Fell into bed around 6:30. Woke up at 10 p.m., swilled down some puréed ginger root in tonic water — both traditional muscle-pain remedies, since I’m allergic to aspirin, ibuprofen, & acetaminophen (it actually worked, believe it or not!) — got back to sleep around 1 a.m., and was out cold until 6 a.m.
By light of day, the floor looks awesome! It hasn’t looked this good since I moved in here. The clean floors make the rooms look a lot brighter and bigger. Very nice.
And all in all, today I don’t hurt an awful lot more than I did yesterday morning, before plunging into the crazy project. Which isn’t saying much…except that things could be worse. A lot worse.
Problem is, all that flooring represents, ohh….maybe a third to almost half the total square footage of tilework. There are still four bedrooms, two bathrooms, and the family room that need to be cleaned.
The remaining parts of the house were tiled by my guy, Mike the Bosnian Godfather. Of course, we couldn’t buy the same tile — it was long gone. But Mike found a much better grade of tile that, incredibly, picked up all the colors of Satan & Proserpine’s choice. Its surface, though textured to ape stone, is harder and less porous-feeling than S&P’s, so dirt dust-mops up more easily.
Mine, not theirs!
And I have better sense about grout than those two did: IMHO the grout for floor tiling should be the color of dirt at the outset. It’s actually a little lighter than I would have selected on my own, at Mike’s insistence — he felt true dirt-color would have contrasted too much with the existing tile’s off-white grout.
But still, it’s dark enough that it doesn’t look just terrible after five or six years of wear and tear. I’m thinking that, at least for the nonce, I can go over it several times with a new mop-head dipped in clear, unadulterated water. If and when I work up the energy, I’ll scrub the tiles in the office (Cassie and I spend most of our time in the kitchen and the office) and then let the rest of it be.
Homeownership. What a joy!
😀





Ugg! – now THERE is a job you should have hired someone else to do – really Funny – are you TRYING to cripple yourself?
LOL! Part of the reason the floors are like this is because once I did hire some women to clean. They smeared undiluted Simple Green concentrate all over the floors!
If you want a job done right, you pretty much have to do it yourself.
We have Mexican tile too. Luckily, Mr FS does the floors. I’ll send him over. (We may have lower standards, however.)
I used NuGrout Colorant to color the grout in my kitchen. My floor looks fantastic! The best part is I saved a bunch of money since I didn’t have to re-grout the tiles. My wife LOVES the outcome! You can find out more about these products at http://www.nugrout.com.
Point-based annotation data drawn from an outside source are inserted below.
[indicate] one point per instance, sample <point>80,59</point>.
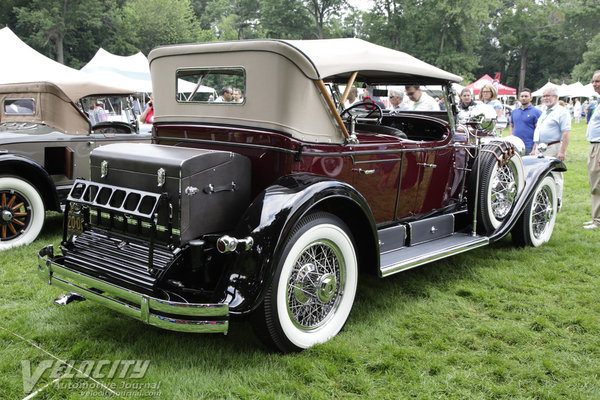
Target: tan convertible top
<point>52,107</point>
<point>328,58</point>
<point>283,81</point>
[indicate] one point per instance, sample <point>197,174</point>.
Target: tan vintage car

I think Satan and Proserpine used something similar on the floors and kitchen counters, which they installed themselves. My tile guy said they did a good job on their project, which covers the hall, dining room, living, room, and kitchen. The stuff they used is called “Spectrum.” Unclear whether Nugrout is the same kind of product; the Nugrout site says their stuff “penetrates deep into grout” The stuff S&P used lays on the surface — the tile dude compared it with latex paint, although Satan described it as a “sealer.” It has worn off in a few places but by and large it’s very tough.
I would try this in an inconspicuous corner hidden by furniture first. If you like the effect, it’s an inexpensive fix for tired, use-begrimed grout…an awful lot better than regrouting!
The floors you see in these photos do have the Spectrum product on the grout. Scouring them hard with a scrub brush did not harm the stuff, and in fact it cleaned up quite nicely.